On Sunday, American unmanned aircraft fired missiles into a compound of suspected militants in North Waziristan Agency, killing a senior al Qaeda leader.

Muhammad Ahmed al Mansoor was among four suspected militants killed in the drone strike that took place in Tabai, a village in the Ghulam Khan tehsil of North Waziristan, tribal sources told The Express Tribune.

Tabai village is said to be a hideout for militants belonging to several groups, including those from the faction of Pakistani Taliban commander Hafiz Gul Bahadur and the Haqqani network which, US officials, have blamed for some of the deadliest attacks in Afghanistan.

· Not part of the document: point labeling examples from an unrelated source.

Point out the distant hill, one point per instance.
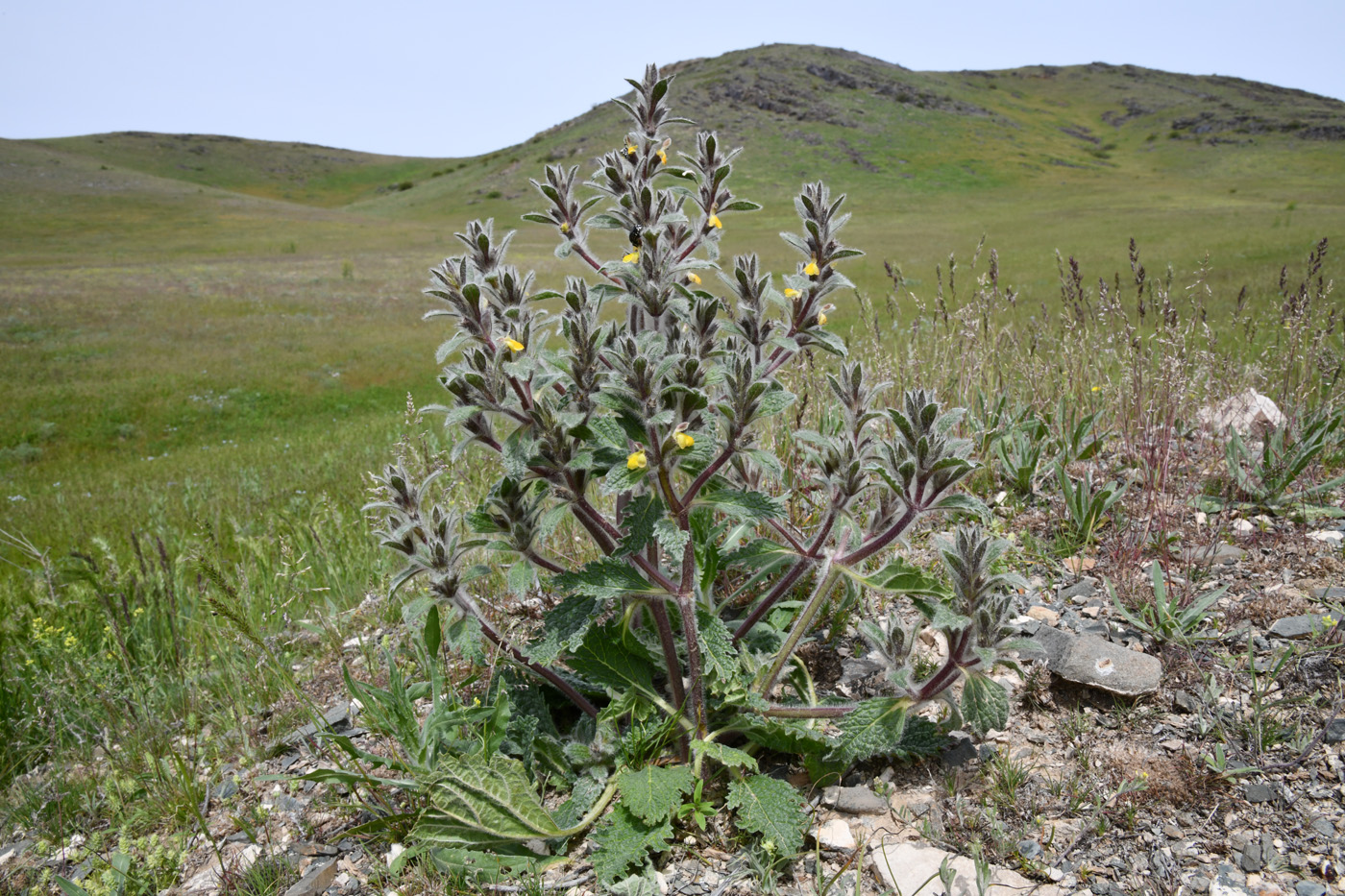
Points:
(1039, 157)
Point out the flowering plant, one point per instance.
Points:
(646, 429)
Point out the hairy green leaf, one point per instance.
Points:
(772, 809)
(625, 841)
(654, 791)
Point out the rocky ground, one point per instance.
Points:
(1110, 778)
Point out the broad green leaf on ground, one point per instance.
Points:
(717, 651)
(654, 791)
(605, 577)
(985, 704)
(565, 627)
(605, 661)
(743, 505)
(501, 862)
(784, 736)
(772, 809)
(483, 802)
(639, 519)
(873, 728)
(624, 841)
(723, 755)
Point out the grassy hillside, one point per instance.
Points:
(168, 298)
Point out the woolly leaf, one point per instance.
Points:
(639, 520)
(874, 728)
(654, 791)
(481, 802)
(601, 658)
(743, 505)
(625, 841)
(565, 627)
(605, 579)
(772, 809)
(723, 755)
(985, 704)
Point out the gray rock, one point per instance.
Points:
(1099, 664)
(860, 801)
(1253, 859)
(1186, 702)
(318, 879)
(1082, 588)
(1297, 626)
(959, 750)
(1258, 792)
(1217, 553)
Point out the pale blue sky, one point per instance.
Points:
(460, 78)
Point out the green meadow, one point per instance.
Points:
(208, 341)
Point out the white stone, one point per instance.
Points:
(1248, 413)
(912, 869)
(834, 835)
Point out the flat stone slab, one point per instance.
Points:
(1088, 660)
(1216, 553)
(912, 869)
(1302, 626)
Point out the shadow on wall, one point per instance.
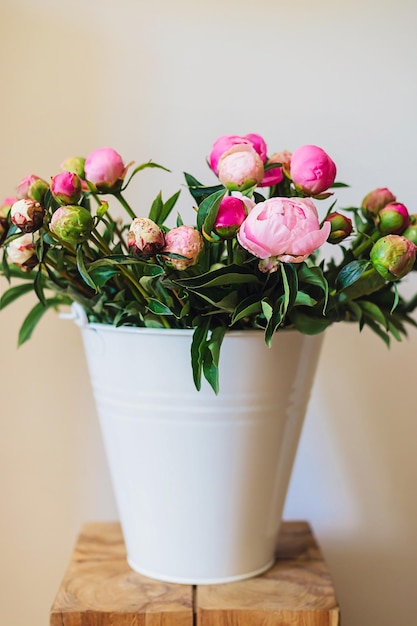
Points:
(355, 473)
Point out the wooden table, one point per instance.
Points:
(99, 589)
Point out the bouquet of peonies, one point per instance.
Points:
(251, 261)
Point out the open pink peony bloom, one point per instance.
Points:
(105, 169)
(287, 228)
(312, 170)
(225, 142)
(186, 241)
(240, 168)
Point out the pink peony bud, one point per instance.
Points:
(32, 187)
(6, 205)
(240, 168)
(274, 176)
(66, 188)
(392, 219)
(27, 215)
(375, 200)
(393, 256)
(22, 251)
(340, 227)
(4, 229)
(104, 168)
(145, 238)
(312, 170)
(232, 211)
(225, 142)
(185, 241)
(75, 165)
(71, 224)
(287, 228)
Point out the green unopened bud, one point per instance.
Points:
(393, 219)
(376, 200)
(393, 256)
(72, 224)
(75, 165)
(341, 227)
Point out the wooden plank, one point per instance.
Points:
(296, 591)
(100, 589)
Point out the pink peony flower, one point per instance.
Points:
(240, 168)
(6, 205)
(312, 170)
(393, 256)
(145, 238)
(22, 251)
(287, 228)
(186, 241)
(105, 169)
(232, 211)
(66, 188)
(27, 215)
(393, 219)
(375, 200)
(225, 142)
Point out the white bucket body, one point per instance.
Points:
(200, 480)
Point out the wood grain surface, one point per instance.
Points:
(100, 589)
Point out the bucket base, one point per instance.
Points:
(199, 581)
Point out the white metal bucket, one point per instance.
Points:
(200, 480)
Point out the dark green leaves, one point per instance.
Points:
(205, 354)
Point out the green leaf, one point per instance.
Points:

The drones fired four missiles at a house with al Mansoor inside, destroying two rooms and a car, tribal sources said. Residents saw four drones flying over the area during the attack. Tribal sources added that three other fatalities were family members of al Mansoor.

Intelligence officials confirmed the attack and the death toll but said the identity of those killed was not immediately known. They, however, confirmed that a foreign national was among the fatalities. The targeted compound was frequented by the Punjabi Taliban, a security official told The Express Tribune. The dead were charred beyond recognition, he added.

If officially confirmed, al Mansoor will be the second al Qaeda leader to be killed in drone strikes in three days. A similar attack on Thursday, also in North Waziristan, killed another senior al Qaeda commander, Abu Zaid, who replaced Abu Yahya al Libi as one of the group’s most powerful figures, intelligence sources said.

A US drone attack also killed al Libi in June.

Tribal sources

The contentious drone campaign has crushed al Qaeda’s network in the tribal belt but have drawn trenchant criticism in Pakistan and the United States. Islamabad says drone strikes violate its sovereignty and fan anti-US sentiment, but American officials are said to believe they are too important to give up.

Casualty figures are difficult to obtain. A report commissioned by legal lobby group Reprieve in September estimated that between 474 and 881 civilians were among 2,562 to 3,325 people killed by drones in Pakistan between June 2004 and September 2012. (With additional input from Wires)

Published in The Express Tribune, December 10th, 2012.